Não desespero. Sei esperar. A idade dos povos não se mede pela idade dos homens. A minha luta é a continuação da luta dos meus antepassados, os nativistas que plantaram a semente da Pátria e conquistaram a sua Independência Política. A batalha prossegue para obtermos a Independência Econômica. Os nativistas de ontem são os nacionalistas de hoje. Estamos unidos debaixo da mesma bandeira. Os homens passam, a bandeira fica. Esta mesma bandeira irá dar ânimo aos teus futuros filhos, meus netos, na fidelidade aos princípios de liberdade. Igualmente a fraternidade que os franceses receberam dos gregos e tornaram universal.

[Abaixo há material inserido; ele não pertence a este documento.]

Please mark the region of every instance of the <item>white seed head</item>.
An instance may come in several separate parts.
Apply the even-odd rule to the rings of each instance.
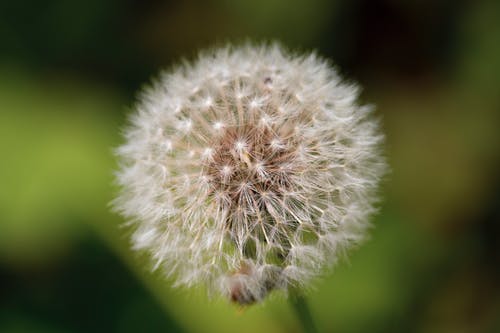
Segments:
[[[365,236],[386,165],[359,90],[315,54],[226,47],[145,91],[114,207],[178,285],[239,304],[306,287]]]

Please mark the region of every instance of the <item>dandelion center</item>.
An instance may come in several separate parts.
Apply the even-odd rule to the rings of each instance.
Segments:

O Brasil é minha Pátria, Natal minha cidade, em cujo chão estão enraizadas indissoluvelmente todos os meus sentimentos. Tenho a consciência tranquila. Dei minha contribuição no sentido de arrancar o Brasil do atoleiro em que se encontra, quando lançamos as bases da Campanha de Pé no Chão Também se Aprende a ler. A História fará justiça. Não importa o que passou e o que ainda está passando. Continuo no caminho certo, aquele traçado pelos mártires de nossa independência. É melhor sofrer e muitas vezes morrer, do que participar do festim daqueles que estão vendendo o Brasil no balcão das negociatas internacionais. Não sinto nenhuma sedução pelos encantos do Dólar, que nos dias de hoje tem o asco, a triste e horripilante missão de substituir os 30 dinheiros de JUDAS. Minha geração, certamente, não assistirá os últimos estertores do império do Dólar. Não importa. Parto tranquilo. Deixo o Império moribundo. O século XX que marcou o início de uma nova era social levará nas suas convulsões os últimos tentáculos e a derradeira gôta de fel do imperialismo norte-americano. Os povos sub-desenvolvidos, poderão, então, encontrar o caminho do progresso. Os meios de produção e a terra serão patrimônios de todos. Haverá fartura e desaparecerá o fantasma da fome, que mata, assassina é o termo, milhões de seres humanos. Desaparecerá, também, o espectro do analfabetismo. Genocídios como do Vietnã não se repetirá.

Meu Filho:

Esta carta não é nenhum testamento...É a conversa franca de dois homens. Um mais idoso e outro mais jovem. Ainda espero viver bastante. E a vida não é somente luta e trabalho. O homem e a mulher necessitam divertir-se. A outra face. O lado ameno. Música e poesia. Um pouco de vinho, sim, vinho, porque o vinho está nas Escrituras!... E na tua idade é ideal para estas coisas. Aproveita. Aproveita bem. Neste capítulo também posso oferecer a contribuição da minha experiência. E não estou arrependido. A vida bela. O difícil é saber aproveitá-la dentro do binômio: intensidade e equilíbrio.

Esta carta está se tornando longa e assim sendo, deixo para a próxima vários assuntos de ordem pessoal. Ajuda tua mãe, olha por Aninha e muito carinho com tua avó e receba do teu pai um grande abraço, extensivo aos velhos amigos.